Tina Macpherson

Personal information
- Full name: Tina Macpherson
- Born: 20 August 1949 (age 76) Strathfield, Sydney, Australia
- Batting: Left-handed
- Bowling: Right-arm fast
- Role: Bowler

International information
- National side: Australia (1972–1973);
- Only Test (cap 76): 5 February 1972 v New Zealand
- ODI debut (cap 6): 23 June 1973 v Young England
- Last ODI: 28 July 1973 v England

Domestic team information
- 1967/68–1978/79: New South Wales

Career statistics
| Competition | WTest | WODI | WFC | WLA |
| Matches | 1 | 5 | 22 | 13 |
| Runs scored | 3 | 14 | 314 | 62 |
| Batting average | 1.50 | 14.00 | 14.95 | 12.40 |
| 100s/50s | 0/0 | 0/0 | 0/0 | 0/0 |
| Top score | 3 | 14 | 44 | 29 |
| Balls bowled | 248 | 253 | 2,979 | 694 |
| Wickets | 6 | 9 | 56 | 23 |
| Bowling average | 16.66 | 11.00 | 12.14 | 10.90 |
| 5 wickets in innings | 0 | 1 | 2 | 1 |
| 10 wickets in match | 0 | 0 | 1 | 0 |
| Best bowling | 3/26 | 5/14 | 6/15 | 5/14 |
| Catches/stumpings | 1/– | 0/– | 5/– | 0/– |
- Source: CricketArchive, 13 November 2023

= Tina Macpherson =

Australian cricketer (born 1949)

Tina Macpherson (born 20 August 1949) is an Australian former cricketer who played as a right-arm pace bowler.

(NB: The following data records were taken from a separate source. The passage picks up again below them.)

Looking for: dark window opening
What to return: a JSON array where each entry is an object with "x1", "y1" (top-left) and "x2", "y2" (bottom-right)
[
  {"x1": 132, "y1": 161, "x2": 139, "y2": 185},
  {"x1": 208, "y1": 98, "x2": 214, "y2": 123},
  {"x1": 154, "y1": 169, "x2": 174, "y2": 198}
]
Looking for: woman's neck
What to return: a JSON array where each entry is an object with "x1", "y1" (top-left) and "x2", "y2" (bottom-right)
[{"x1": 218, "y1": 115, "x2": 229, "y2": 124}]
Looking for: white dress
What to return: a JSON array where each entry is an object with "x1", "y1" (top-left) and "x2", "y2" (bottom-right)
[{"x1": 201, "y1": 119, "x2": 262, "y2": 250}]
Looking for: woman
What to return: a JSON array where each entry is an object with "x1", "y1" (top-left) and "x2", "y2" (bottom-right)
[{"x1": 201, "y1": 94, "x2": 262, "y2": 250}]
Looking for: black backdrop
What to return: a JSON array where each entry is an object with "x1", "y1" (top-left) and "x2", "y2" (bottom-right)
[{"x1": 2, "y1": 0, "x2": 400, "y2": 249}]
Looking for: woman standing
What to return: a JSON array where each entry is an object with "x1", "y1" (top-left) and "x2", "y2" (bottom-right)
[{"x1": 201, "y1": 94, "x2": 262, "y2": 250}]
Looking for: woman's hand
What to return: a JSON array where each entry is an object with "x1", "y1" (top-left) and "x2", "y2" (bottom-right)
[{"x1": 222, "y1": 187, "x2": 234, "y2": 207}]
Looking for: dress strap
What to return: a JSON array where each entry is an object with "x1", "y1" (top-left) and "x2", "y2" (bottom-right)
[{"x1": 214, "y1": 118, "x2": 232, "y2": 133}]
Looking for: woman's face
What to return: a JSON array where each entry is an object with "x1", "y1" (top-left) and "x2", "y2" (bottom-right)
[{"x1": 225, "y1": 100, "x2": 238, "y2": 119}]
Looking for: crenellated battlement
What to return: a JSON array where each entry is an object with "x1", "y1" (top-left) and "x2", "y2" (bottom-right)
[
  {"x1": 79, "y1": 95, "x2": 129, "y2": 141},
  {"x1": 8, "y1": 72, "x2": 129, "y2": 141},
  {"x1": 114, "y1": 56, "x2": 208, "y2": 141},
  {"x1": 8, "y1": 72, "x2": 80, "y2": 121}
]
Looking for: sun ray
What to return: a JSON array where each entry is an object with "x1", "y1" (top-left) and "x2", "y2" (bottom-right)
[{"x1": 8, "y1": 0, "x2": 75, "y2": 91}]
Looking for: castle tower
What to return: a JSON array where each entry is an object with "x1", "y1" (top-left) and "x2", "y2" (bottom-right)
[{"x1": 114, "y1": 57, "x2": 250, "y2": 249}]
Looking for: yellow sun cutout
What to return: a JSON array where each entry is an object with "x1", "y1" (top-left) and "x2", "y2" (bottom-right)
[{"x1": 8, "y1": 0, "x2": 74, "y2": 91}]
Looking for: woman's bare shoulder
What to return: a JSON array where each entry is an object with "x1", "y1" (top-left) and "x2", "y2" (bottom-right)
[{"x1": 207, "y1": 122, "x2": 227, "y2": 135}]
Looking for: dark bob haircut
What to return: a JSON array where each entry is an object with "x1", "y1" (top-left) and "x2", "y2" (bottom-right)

She appeared in one Test match and five One Day Internationals for Australia in 1972 and 1973. She played domestic cricket for New South Wales.

She took 5/14 on her One Day International debut, in the 1973 Women's Cricket World Cup against Young England, becoming the first woman to take a five-wicket haul in a One Day International.